Bernard kept getting distracted by the views

But before long it was time to put the beautiful mountains of Kerry behind us and cross into our third county (insert ditty here. Ed)

It turned out that Guillaume had been a little economical with the vérité when it came to the climbing required to get there. He was adamant that the hill at the 30km mark was no steeper than 10%.

But in my opinion, if the road disappears entirely when viewed from the top, it’s a bit more than that. And as I toiled up the steepest section on foot, it felt closer to 20%

Happily, it was soon over, and as always the flip side of a tough climb is a(nother) fine view. Though I felt the locals were in danger of taking this one for granted

Better still, after 15k on a main road (albeit with a generous hard shoulder) at the town of Abbeyfeale I joined a repurposed railway line, the Limerick Greenway

On whose immaculate surface I climbed for a solid 35k, steadily but never steeply (blessed be the railway engineers for they are kind to tired legs).
You can’t see it in this picture, but the Greenway was also a beautiful corridor of springtime blossom – sweet-scented gorse, white flowering hawthorn, fluffy pussy willow, and the leaves of sweet chestnuts unfurling almost as I watched. I saw a tiny vole or field mouse scampering by, and towards the end a russet-coated stoat skittered across my path, its dark tail corkscrewing behind it

At this point, Bernard developed a bad case of chafing-brake-disc-itis. He shook it off after a few miles, but for a while we fittingly chuffed uphill like a steam train of old

Today’s particular highlights were the encounters I’ve described in part one. The Greenway was definitely another. Others include the company I had all day (and look – short sleeves!)

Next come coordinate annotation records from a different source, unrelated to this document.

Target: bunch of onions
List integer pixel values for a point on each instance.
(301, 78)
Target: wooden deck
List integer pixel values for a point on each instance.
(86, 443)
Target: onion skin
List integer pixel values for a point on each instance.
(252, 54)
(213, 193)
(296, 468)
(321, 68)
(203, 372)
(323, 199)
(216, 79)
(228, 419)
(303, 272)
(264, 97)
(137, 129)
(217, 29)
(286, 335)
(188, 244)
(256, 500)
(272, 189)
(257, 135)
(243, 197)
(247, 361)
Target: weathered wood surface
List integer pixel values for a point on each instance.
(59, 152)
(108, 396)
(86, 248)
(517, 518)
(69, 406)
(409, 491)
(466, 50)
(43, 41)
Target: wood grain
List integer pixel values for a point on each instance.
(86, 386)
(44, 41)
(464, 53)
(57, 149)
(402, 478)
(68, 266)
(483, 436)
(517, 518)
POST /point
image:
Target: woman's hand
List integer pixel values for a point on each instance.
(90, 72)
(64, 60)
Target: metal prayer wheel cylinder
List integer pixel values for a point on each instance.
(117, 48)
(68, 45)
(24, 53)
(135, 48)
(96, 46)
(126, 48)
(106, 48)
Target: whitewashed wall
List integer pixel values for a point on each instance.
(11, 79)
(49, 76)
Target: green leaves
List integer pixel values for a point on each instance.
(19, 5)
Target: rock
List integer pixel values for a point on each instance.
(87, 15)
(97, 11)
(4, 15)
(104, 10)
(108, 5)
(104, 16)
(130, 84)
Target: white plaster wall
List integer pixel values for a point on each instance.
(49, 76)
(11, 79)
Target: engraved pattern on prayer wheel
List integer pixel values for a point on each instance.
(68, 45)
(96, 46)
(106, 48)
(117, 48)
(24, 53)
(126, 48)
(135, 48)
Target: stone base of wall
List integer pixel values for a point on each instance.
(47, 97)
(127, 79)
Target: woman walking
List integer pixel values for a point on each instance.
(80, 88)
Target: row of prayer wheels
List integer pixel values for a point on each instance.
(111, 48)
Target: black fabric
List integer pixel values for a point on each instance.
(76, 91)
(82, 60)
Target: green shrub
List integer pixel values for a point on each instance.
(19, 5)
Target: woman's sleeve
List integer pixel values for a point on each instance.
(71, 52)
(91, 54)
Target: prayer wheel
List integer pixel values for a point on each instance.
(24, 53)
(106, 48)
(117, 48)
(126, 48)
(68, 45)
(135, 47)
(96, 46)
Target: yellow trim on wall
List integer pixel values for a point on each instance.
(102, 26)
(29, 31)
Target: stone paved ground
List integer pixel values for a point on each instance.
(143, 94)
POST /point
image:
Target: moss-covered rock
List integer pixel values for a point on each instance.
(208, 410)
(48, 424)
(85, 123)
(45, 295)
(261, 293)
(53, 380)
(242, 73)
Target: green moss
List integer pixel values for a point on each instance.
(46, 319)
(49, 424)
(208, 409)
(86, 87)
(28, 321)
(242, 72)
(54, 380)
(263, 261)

Along with this curiously detailed vignette, on a signboard listing significant dates in the history of Abbeyfeale:

And this one, 400 years earlier, about an Earl who, defying his family for the sake of love, was exiled to (quel horreur) France

I also enjoyed the names of the areas the Greenway passed through, which ranged from the comic (no sign of Eeny, Miney, or Moe by the way)

To the enigmatic:

To the thoroughly gothic

But this was my sign of the day, because of how it differs from a likely British equivalent. At home, it might be headed ‘Code of Conduct’ or simply ‘User Rules’. Framing it under the umbrella of mutual respect changes everything, don’t you think?

Tonight we’re staying in a charming little glamping site run by a very friendly couple who have insisted that we help ourselves to as many free range eggs as we like (they even gave us two empty eggboxes to fill), ‘but don’t let them get too warm, like, or you’ll have chicks hatching on you’.